The second drawback to client-side validation is related to consistency. In short, the rules applied through client-side validation are applied consistently only to the extent that you ensure that they are. For example, imagine that you have several different client applications that work with a particular database. It is your responsibility to ensure that all client applications apply the validation rules the same way. If you make a change in the rules of validation in one client application, you need to do so in all others that work with the same database; otherwise, the data posted by one application may be inconsistent with that posted by another application.
Triggers
Like client-side validation, triggers are modules that you write. Unlike client-side validation, however, you install triggers on your server, and configure the data dictionary to call them in response to a data action. For example, a trigger can be executed prior to a record being updated in your database.

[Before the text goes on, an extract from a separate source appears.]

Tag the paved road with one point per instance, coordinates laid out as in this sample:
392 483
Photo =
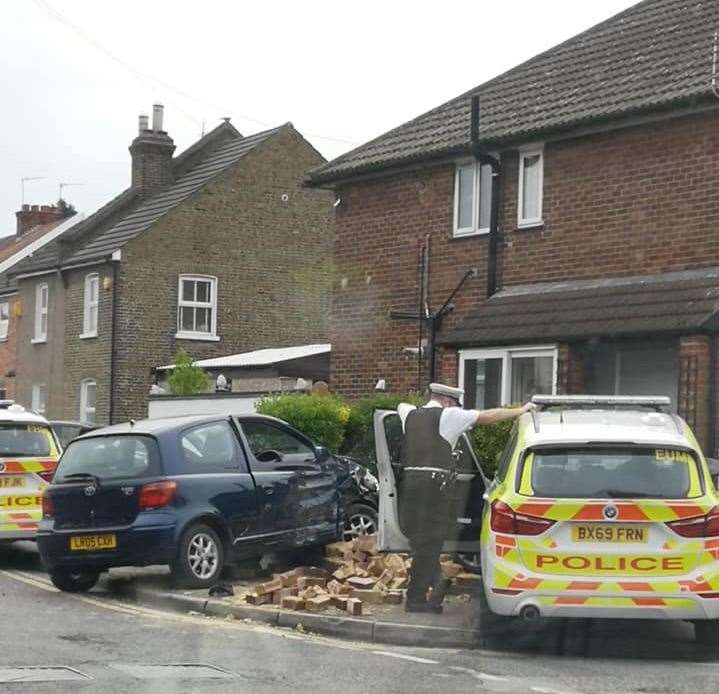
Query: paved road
112 646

From within a trigger, your code has access to all of the data associated with the data event. For example, if the trigger is being executed because a record is being updated in your database, your trigger code has access to both the original record and the updates that the client is attempting to post.
You can use the information passed to your trigger to perform almost any action you can imagine. In most cases, though, the purpose of the trigger is to validate the data. If the data is determined to be good, the record is accepted. On the other hand, if your code finds that the record is invalid, an error can be returned and the record can be rejected.

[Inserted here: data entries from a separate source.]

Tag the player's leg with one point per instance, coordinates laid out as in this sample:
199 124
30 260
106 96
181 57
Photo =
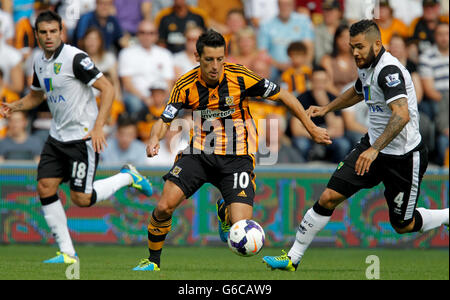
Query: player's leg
85 191
403 178
183 180
314 220
343 184
50 174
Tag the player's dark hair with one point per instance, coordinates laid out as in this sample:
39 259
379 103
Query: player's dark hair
339 31
318 68
367 27
298 47
210 38
48 16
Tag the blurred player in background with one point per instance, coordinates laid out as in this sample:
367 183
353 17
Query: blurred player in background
391 152
64 75
223 140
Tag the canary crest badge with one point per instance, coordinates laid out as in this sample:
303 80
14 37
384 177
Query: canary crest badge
57 67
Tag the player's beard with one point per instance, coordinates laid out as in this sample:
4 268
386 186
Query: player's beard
370 58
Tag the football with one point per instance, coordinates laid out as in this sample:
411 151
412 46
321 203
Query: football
246 238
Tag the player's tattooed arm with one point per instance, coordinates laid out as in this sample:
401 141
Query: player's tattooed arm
30 101
398 120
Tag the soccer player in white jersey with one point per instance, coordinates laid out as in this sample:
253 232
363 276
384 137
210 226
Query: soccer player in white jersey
391 152
64 76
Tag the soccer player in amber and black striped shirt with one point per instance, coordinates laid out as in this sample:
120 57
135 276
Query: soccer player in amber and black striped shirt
223 139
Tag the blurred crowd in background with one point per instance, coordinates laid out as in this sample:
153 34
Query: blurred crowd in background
143 46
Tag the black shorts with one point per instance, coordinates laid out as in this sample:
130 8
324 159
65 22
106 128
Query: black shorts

Triggers have many advantages over client-side code. While providing the same level of flexibility in how you validate the data, triggers reside on the server. There are several advantages to this. First, triggers can be modified without requiring any changes to individual client applications. There is no need to redeploy your client applications in response to updates to triggers. (Though an updated data dictionary, and the trigger code if it is a compiled trigger, do need to be redeployed.)
Second, since triggers are executed by Advantage, and not at the discretion of the client applications, triggers are always applied consistently.
Third, triggers are also run if someone updates the database via the Advantage Data Architect or some other application that the developer has no control over.
Triggers were added to ADS in version 7.0, and represent one of the most valuable features in the product. Triggers are discussed in detail in Chapter 8.